Alle meinen vorherigen Alben waren instrumental, und Scott wollte schon immer ein solches Album machen. Wir waren also das ideale Team. Wir hatten ohnehin sehr schnell festgestellt, dass jeder die Musik des anderen mochte und wurden sehr schnell sehr gute Freunde. Man kann wirklich sagen, dass jeder von uns den gleichen Anteil an diesem Album hat – es handelt sich um absolutes co-writing. Natürlich bringt gelegentlich der eine die Ausgangsidee, aber von diesem Punkt an ist es wirklich Teamwork. Wir saßen oft einfach nur da und jammten.
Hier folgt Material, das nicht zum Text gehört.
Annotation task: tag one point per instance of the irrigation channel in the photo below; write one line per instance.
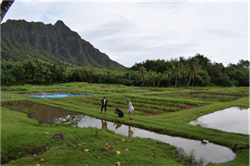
(234, 119)
(50, 115)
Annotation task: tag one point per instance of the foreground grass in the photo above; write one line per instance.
(23, 137)
(175, 124)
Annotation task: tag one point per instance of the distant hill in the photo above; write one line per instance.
(22, 40)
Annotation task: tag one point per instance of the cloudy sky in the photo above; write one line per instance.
(130, 32)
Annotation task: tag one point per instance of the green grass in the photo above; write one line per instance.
(18, 148)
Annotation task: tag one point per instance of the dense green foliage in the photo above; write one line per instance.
(200, 71)
(180, 73)
(21, 40)
(23, 137)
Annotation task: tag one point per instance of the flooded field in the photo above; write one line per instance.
(208, 152)
(234, 119)
(40, 112)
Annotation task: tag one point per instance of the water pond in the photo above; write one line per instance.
(45, 114)
(60, 95)
(234, 119)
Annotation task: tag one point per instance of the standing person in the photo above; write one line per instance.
(119, 112)
(104, 104)
(130, 108)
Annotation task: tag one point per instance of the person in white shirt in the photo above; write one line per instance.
(104, 104)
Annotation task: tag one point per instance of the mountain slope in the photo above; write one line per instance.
(21, 40)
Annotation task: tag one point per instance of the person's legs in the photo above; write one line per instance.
(130, 115)
(101, 109)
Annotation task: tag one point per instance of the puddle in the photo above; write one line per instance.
(234, 119)
(50, 115)
(206, 152)
(37, 111)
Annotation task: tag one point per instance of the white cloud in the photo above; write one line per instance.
(130, 32)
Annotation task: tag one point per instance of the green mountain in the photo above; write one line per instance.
(22, 40)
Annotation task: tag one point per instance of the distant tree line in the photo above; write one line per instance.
(194, 71)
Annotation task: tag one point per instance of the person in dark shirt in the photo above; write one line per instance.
(119, 112)
(104, 104)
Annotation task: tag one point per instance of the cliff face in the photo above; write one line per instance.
(21, 40)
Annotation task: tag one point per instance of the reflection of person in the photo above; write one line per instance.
(119, 112)
(104, 104)
(117, 125)
(130, 132)
(130, 108)
(104, 124)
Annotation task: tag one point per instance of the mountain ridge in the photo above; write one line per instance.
(22, 40)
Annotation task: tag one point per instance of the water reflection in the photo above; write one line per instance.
(207, 152)
(234, 119)
(37, 111)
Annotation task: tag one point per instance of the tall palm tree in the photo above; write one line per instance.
(176, 71)
(142, 75)
(193, 68)
(4, 7)
(160, 77)
(152, 76)
(196, 77)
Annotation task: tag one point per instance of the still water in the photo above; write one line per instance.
(207, 152)
(234, 119)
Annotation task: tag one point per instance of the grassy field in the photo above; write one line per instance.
(22, 137)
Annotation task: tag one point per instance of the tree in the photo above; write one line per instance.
(4, 7)
(176, 71)
(88, 73)
(160, 76)
(142, 75)
(196, 77)
(193, 68)
(152, 76)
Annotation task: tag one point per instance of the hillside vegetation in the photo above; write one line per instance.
(21, 40)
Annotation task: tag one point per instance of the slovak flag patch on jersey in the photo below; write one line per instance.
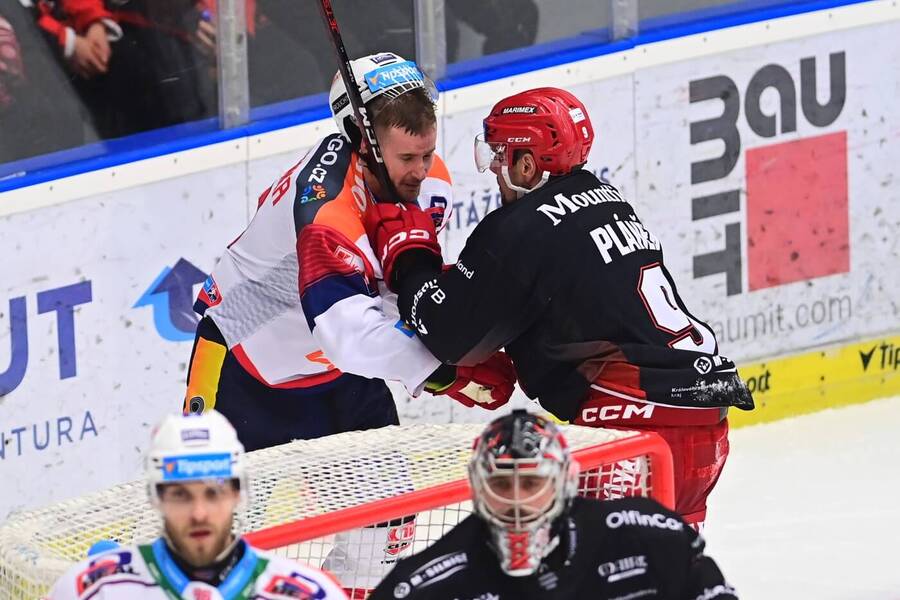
(294, 586)
(210, 293)
(103, 566)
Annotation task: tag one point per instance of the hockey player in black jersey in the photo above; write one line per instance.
(530, 537)
(571, 283)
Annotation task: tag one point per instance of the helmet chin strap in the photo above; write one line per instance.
(519, 190)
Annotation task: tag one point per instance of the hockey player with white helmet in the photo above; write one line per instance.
(297, 333)
(531, 537)
(196, 478)
(570, 282)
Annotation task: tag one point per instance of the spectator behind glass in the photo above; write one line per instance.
(12, 73)
(39, 110)
(506, 24)
(292, 34)
(138, 64)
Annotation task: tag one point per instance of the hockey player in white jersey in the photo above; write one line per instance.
(197, 480)
(298, 331)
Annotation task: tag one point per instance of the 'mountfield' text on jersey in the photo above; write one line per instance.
(573, 285)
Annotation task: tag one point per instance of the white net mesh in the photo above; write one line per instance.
(414, 474)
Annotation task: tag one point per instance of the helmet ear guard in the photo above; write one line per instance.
(202, 447)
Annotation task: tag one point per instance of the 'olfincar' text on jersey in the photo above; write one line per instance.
(297, 296)
(573, 285)
(150, 573)
(614, 549)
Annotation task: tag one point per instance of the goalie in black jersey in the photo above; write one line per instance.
(571, 283)
(530, 537)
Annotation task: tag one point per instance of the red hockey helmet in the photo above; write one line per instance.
(550, 122)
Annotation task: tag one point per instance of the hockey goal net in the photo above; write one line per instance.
(353, 502)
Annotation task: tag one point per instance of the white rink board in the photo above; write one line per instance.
(848, 304)
(189, 206)
(80, 427)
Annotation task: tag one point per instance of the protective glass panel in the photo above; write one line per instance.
(291, 56)
(93, 78)
(654, 15)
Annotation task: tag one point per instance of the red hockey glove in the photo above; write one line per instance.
(395, 228)
(488, 385)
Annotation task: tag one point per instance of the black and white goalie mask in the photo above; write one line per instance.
(523, 479)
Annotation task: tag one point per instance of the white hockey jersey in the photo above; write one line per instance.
(298, 296)
(148, 572)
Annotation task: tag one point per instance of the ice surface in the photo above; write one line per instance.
(809, 507)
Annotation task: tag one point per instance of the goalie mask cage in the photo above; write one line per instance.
(352, 503)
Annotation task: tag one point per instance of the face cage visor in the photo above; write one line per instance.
(520, 500)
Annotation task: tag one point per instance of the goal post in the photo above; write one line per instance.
(590, 459)
(352, 503)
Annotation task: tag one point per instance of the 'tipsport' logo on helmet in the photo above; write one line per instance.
(200, 466)
(391, 75)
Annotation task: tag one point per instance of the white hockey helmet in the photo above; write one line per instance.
(523, 479)
(378, 75)
(195, 448)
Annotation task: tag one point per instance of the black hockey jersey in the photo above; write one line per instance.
(630, 548)
(573, 285)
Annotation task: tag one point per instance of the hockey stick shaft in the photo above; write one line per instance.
(369, 138)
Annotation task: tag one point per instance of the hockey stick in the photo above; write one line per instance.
(359, 109)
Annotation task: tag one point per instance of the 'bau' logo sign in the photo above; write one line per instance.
(796, 226)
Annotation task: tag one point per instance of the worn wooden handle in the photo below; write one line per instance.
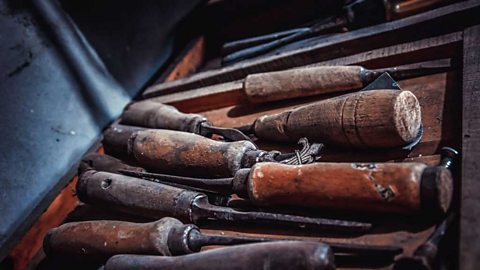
(288, 255)
(104, 238)
(133, 195)
(184, 153)
(157, 115)
(366, 119)
(372, 187)
(301, 82)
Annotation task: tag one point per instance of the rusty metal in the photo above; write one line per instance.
(402, 73)
(157, 115)
(154, 200)
(425, 255)
(403, 188)
(188, 154)
(168, 236)
(287, 255)
(229, 134)
(106, 163)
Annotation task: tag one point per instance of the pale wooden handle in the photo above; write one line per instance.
(366, 119)
(300, 82)
(157, 115)
(387, 187)
(286, 255)
(105, 238)
(134, 196)
(183, 153)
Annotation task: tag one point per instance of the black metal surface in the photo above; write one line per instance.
(133, 38)
(48, 112)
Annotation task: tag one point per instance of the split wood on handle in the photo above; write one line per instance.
(157, 115)
(102, 239)
(406, 188)
(366, 119)
(176, 152)
(300, 82)
(274, 255)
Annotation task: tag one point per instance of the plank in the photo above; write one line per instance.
(432, 23)
(230, 93)
(470, 194)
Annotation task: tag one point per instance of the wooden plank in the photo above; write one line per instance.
(231, 93)
(436, 22)
(470, 195)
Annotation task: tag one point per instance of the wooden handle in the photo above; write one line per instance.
(288, 255)
(301, 82)
(372, 187)
(134, 196)
(104, 238)
(157, 115)
(366, 119)
(183, 153)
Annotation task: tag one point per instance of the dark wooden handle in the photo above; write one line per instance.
(372, 187)
(105, 238)
(366, 119)
(287, 255)
(183, 153)
(132, 195)
(300, 82)
(157, 115)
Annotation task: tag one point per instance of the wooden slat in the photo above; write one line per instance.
(470, 197)
(436, 22)
(231, 93)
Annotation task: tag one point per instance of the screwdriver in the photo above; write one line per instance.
(289, 255)
(154, 200)
(381, 118)
(157, 115)
(167, 236)
(176, 152)
(405, 188)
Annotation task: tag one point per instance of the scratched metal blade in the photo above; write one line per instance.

Manches was dabei herauskam, war wirklich gut, aber natürlich verwarfen wir auch viel.

Doch auch bei absoluten Profis klappt nicht immer alles.

Die Arbeit mit Scott ist wirklich eine unglaubliche Erfahrung für mich, wir habe einen ähnliche Geschmack und können uns gegenseitig anspornen. Es hat aber recht lange gedauert, bis das Album schließlich im Kasten war. Zum einen hat jeder von uns noch andere Verpflichtungen einzuhalten, aber vor allem hat es daran gelegen, das ich mit dem ersten Mix nicht zufrieden war, also gab es einen Remix des ganzen Albums.

"Hells Canyon" wurde zunächst als Eigenproduktion nur über das Internet vertrieben, wird jetzt aber in Europa mit neuem Artwork über das holländische Laben Bee & Bee Records vertrieben.

Die Sache war denkbar einfach. Wir suchten Progressive Rock Websites aus dem Internet und schickten ihnen Promotionmaterial. So gelangte eine CD auch an Dolores und Wouter von Bee & Bee. Sie nahmen sehr schnell Kontakt zu uns auf und schlugen uns einen Europadeal vor. Ihnen gefiel unser Album einfach und sie zeigten sich sehr kooperativ.

Auch wenn Paul und Scott sehr vielbeschäftigte Leute sind – Paul produziert im Durchschnitt acht bis zehn Alben im Jahr – so wird es definitiv noch weitere gemeinsame Projekte geben – Soundtracks wären eine der Möglichkeiten. Und man hofft sogar, auch einmal gemeinsam live auftreten zu können. Geprobt hat man jedenfalls schon.